The Government Data Science Partnership (GDSP) brings together public servants to share knowledge about data science. It’s a collaboration between the Government Digital Service (GDS), Office for National Statistics (ONS) and the Government Office for Science.
At our latest meet-up about 60 people, from more than 20 departments and public bodies, gathered in Manchester to discuss Natural Language Processing (NLP).
NLP is used to interpret unstructured text data, such as free-text notes or survey feedback. It can help us look for similarities and uncover patterns in what people have written, which is a difficult task because of nuances in sentence structure and meaning.
We’ve written before about NLP for classifying user feedback and tagging pages of GOV.UK, and the Ministry of Justice have used it to identify document relationships. At the meet-up we heard from data scientists across the public sector on how NLP is being used in their organisations.
Finding patterns
Computers can do a better job than humans at identifying patterns in text datasets. On the day, 2 data scientists spoke about their use of unsupervised machine learning to help them. This is when a computer is used to find patterns in the data without any prior information about what it should be looking for.
Dan Schofield from NHS Digital was tasked with identifying meaningful groupings from the free-text input of a nationwide dataset of appointments in GP practices. He used Python to convert his documents to numbers with Doc2Vec and simplified their complexity using an approach called t-SNE (t-Distributed Stochastic Neighbourhood Embedding). Dan fed this information into an algorithm called HDBSCAN to find meaningful groups, including one that contained appointments related to injections.
Luke Stanbra from the Department for Work and Pensions presented on using free-text data to group incident support tickets and find common root causes. Like Dan, Luke used an unsupervised approach called topic modelling to solve this problem. He discussed Latent Dirichlet Allocation (LDA) to assign texts to abstract ‘topics’ that represent word distributions and how structural topic models can improve models by taking into account document-level data.
Creating pipelines
As well as unsupervised machine learning, supervised techniques are also used for NLP. This is when an algorithm predicts a label for new data based on some data that’s already been labelled by humans with specialist knowledge.
Ben Stanbury, Neil Potter and their team at HM Revenue and Customs (HMRC) used both supervised and unsupervised techniques in a pipeline to help classify and present thousands of feedback items that are received each day by the department.
HMRC staff tagged a sample of comments, and the team used this to train a supervised classification model, making use of Support Vector Machines and Gradient Boosting Machines. The model tagged incoming data when its confidence in a label was high enough. Unlabelled comments were passed into an unsupervised LDA topic model to identify emerging topics that could become new tags, ensuring data wasn’t wasted.
Summarising text
NLP is not always about grouping and labelling data based on free-text content.
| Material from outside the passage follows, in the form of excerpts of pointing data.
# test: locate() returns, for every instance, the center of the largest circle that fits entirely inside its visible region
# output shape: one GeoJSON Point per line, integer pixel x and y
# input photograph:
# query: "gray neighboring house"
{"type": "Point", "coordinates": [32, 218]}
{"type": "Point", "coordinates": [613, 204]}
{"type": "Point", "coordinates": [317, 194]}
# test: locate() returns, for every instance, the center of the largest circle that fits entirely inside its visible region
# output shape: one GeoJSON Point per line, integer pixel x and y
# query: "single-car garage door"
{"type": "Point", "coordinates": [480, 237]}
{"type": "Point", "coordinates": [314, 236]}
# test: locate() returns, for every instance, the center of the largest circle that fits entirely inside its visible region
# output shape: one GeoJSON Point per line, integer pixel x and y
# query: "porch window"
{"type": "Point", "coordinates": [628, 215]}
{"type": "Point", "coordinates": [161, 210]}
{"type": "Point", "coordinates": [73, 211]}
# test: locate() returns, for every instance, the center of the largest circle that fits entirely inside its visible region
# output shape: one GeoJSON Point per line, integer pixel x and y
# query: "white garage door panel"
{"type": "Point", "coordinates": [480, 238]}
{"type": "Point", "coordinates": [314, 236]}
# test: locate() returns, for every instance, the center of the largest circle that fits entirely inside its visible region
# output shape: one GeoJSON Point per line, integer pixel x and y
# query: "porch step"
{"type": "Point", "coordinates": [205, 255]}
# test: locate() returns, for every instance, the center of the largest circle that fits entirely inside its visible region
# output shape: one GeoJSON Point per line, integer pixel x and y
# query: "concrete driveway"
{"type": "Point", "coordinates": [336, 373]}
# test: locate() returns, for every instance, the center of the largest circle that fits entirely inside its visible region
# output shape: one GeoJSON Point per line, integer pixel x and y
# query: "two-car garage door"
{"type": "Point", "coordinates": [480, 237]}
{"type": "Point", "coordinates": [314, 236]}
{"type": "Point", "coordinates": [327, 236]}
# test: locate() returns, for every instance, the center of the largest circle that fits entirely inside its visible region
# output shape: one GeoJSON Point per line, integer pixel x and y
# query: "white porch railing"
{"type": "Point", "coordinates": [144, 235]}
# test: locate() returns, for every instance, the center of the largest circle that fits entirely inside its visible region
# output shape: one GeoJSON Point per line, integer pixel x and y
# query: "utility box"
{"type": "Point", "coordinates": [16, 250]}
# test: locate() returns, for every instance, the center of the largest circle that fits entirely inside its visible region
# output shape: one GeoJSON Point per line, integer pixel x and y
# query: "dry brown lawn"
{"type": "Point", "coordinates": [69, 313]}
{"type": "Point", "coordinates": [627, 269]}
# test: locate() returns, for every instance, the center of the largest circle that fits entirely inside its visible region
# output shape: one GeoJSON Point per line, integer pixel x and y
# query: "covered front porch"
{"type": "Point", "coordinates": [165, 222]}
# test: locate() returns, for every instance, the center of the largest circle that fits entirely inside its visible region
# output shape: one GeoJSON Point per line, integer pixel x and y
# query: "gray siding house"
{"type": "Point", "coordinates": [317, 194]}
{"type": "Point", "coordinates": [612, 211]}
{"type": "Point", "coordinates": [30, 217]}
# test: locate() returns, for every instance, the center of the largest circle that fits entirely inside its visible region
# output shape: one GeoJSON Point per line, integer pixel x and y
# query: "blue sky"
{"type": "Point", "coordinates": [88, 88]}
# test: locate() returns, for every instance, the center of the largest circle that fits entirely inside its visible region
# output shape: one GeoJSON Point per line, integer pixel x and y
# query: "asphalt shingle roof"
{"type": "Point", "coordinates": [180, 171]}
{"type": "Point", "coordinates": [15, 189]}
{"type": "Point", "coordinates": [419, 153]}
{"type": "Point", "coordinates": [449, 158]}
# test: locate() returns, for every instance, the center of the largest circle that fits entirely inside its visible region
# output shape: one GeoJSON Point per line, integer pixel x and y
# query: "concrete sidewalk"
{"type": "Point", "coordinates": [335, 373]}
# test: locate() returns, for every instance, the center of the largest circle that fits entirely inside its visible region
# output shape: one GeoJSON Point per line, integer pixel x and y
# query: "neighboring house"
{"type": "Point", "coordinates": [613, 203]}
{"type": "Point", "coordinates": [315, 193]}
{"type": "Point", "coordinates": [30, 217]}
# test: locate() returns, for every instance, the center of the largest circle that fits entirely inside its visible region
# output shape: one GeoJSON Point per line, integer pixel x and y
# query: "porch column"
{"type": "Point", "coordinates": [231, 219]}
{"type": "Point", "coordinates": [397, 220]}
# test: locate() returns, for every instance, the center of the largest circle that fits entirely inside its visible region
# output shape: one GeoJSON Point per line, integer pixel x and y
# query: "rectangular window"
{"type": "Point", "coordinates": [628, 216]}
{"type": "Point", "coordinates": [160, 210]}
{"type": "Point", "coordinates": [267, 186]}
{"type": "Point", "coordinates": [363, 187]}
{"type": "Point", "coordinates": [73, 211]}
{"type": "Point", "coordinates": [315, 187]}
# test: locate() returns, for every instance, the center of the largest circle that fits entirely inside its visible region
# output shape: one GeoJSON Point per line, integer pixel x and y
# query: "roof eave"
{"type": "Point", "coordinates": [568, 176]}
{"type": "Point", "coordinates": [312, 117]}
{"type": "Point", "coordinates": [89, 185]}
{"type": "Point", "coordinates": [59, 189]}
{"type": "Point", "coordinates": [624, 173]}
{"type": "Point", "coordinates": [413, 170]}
Data science approaches can also be used to help summarise documents.
This can be a tricky and time-consuming job for a human, so Chaitanya Joshi from the ONS Data Science Campus has explored ways to speed up and automate this process with a method called extractive text summarisation.
During his investigations, he used an unsupervised machine learning method called skip-thoughts to cluster similar sentences and select the most representative ones for each cluster. The method is based on a word-level skip-gram approach but extended to sentences. It results in a small number of sentences that best represent the whole document.
Peer surgery
After hearing the talks, attendees split into groups to ask questions and get solutions from the community about how to prepare data for NLP and use machine learning to make sense of it.
One topic discussed was a fundamental problem with text data: misspellings. For example, ‘Monday’ and ‘Mondya’ will not be recorded as the same word. Suggested solutions included the use of dictionary lookups and word-clustering algorithms.
Another group discussed an open source tool from the Data Science Campus called Optimus. Optimus takes short text records and helps to group and label them automatically.
The session closed with participants feeding back on what they’d learnt from the discussions and how they can go back to their organisations with this knowledge in mind.
Get involved
Public servants can continue the NLP conversation in the #nlp channel on the cross-government data science Slack. You can also register your interest for upcoming text analytics meet-ups by emailing the organisers.
GDSP meet-ups are open to anyone in government with an interest in data science techniques. Sign up for the mailing list or join the #community_of_interest channel on Slack. The next GDSP meeting will be in London on Thursday 27 June.
2 comments
Comment by David Underdown posted on
Hi,
How can we join the slack if our department is not in the whitelist?
Comment by nickmanton posted on
Hi David,
Unfortunately there's a limit on the size of the whitelist. We are actively trying to prune it of old domains. I've emailed you with more details.